Allemagne: feu vert au libéralisme soft


De l’extérieur la victoire électorale récente, à une très courte majorité, du gouvernement rose-vert pourrait être prise pour un succès de gauche. D’un point de vue allemand, en particulier de celui d’un opposant de gauche, la chose paraît plus contradictoire.



Par Christoph JÜNKE*



 



Certes, la social-démocratie et ses alliés verts, le chancelier Schröder et son vice-chancelier Joschka Fischer, peuvent se prévaloir d’un soutien à leur gouvernement de centre-gauche. Depuis 1998, c’est la seconde fois que le conservatisme libéral est battu en faveur du social-libéralisme de «gauche». Mais aussi et principalement c’est un vote majoritaire contre une participation allemande à la guerre contre l’Irak.

Non à la Busherie!


Volonté des électeurs-trices et politique réelle ça fait deux. Le Sonderweg allemand contre la guerre en Irak est une rupture avec la tradition d’amitié inconditionnelle USA – Allemagne. Pourtant, la durée de cette rupture est une question posée et pas qu’à gauche. Schröder et son gouvernement rose-vert ont, durant la campagne, exclu toute participation à cette guerre, y compris sur mandat de l’ONU. Ils ont ainsi réussi à polariser une campagne languissante et à mobiliser – assez pour faire la différence – leur clientèle passive jusque là.
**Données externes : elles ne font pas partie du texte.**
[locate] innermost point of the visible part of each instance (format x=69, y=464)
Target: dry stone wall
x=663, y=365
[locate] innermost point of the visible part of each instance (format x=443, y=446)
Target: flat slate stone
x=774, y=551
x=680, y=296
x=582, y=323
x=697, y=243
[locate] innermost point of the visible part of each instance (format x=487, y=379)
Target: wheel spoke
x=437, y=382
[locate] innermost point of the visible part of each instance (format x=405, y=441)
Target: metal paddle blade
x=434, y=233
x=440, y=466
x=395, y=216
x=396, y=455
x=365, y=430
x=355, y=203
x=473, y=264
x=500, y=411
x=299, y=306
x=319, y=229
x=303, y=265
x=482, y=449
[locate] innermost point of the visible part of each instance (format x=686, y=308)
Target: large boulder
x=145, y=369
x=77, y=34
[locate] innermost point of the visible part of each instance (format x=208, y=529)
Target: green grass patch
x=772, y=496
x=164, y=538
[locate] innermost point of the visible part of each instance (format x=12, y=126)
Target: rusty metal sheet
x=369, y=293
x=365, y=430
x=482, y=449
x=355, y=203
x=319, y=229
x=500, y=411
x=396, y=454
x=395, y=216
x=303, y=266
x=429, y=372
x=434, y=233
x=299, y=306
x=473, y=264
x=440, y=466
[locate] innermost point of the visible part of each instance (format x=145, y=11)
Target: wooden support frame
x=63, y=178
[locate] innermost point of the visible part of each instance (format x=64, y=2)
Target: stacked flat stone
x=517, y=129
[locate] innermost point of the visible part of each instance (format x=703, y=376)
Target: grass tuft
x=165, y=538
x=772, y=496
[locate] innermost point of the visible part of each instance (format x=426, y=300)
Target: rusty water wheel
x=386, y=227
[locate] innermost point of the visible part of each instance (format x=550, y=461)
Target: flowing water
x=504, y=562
Une forte majorité d’Allemand-e-s s’oppose à la guerre contre l’Irak. Pourtant, le scepticisme est très répandu quant à savoir si Schröder et le SPD veulent vraiment et peuvent politiquement tenir une position anti-guerre conséquente. Ainsi, cette mobilisation a plutôt joué en faveur de leurs alliés verts qui se voient prêter de plus nobles motifs en la matière.
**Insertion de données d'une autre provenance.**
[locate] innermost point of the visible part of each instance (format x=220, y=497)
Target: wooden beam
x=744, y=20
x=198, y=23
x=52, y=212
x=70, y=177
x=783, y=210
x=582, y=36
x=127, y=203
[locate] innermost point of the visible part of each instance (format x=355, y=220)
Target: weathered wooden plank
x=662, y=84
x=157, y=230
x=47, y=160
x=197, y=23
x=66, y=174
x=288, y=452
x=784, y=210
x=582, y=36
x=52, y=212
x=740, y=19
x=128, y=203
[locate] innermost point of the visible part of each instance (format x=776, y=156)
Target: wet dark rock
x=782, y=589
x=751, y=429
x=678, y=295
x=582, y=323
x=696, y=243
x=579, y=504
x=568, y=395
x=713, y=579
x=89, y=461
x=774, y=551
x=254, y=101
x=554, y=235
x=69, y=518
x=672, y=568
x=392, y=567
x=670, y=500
L’ancien-nouveau gouvernement a durci sa position de fond, après les élections encore. Un bon point de départ pour le mouvement anti-guerre allemand. En effet, la pression politique sur les «roses-verts» pour qu’ils donnent des signes de marche arrière a augmenté nettement après les élections…

Néolibéralisme de consensus


Mais, plus encore que sur la question de la guerre, c’est sur le deuxième grand thème de la campagne – la politique sociale et économique – que les faux espoirs sont déplacés. Depuis l’éviction du pouvoir d’Oskar Lafontaine, début 1999, la social-démocratie et ses alliés verts défendent un néolibéralisme, soft sur la forme mais dur quant au fond, en matière de restrictions budgétaires, d’économies forcées et de rejet de toute vélléité keynésienne de relance par la demande. Le seul aspect «gauche» de cette politique est sa visée d’intégration des syndicats par une politique sociale consensuelle d’amortissement des effets d’une politique économique structurée par le néolibéralisme le plus dur.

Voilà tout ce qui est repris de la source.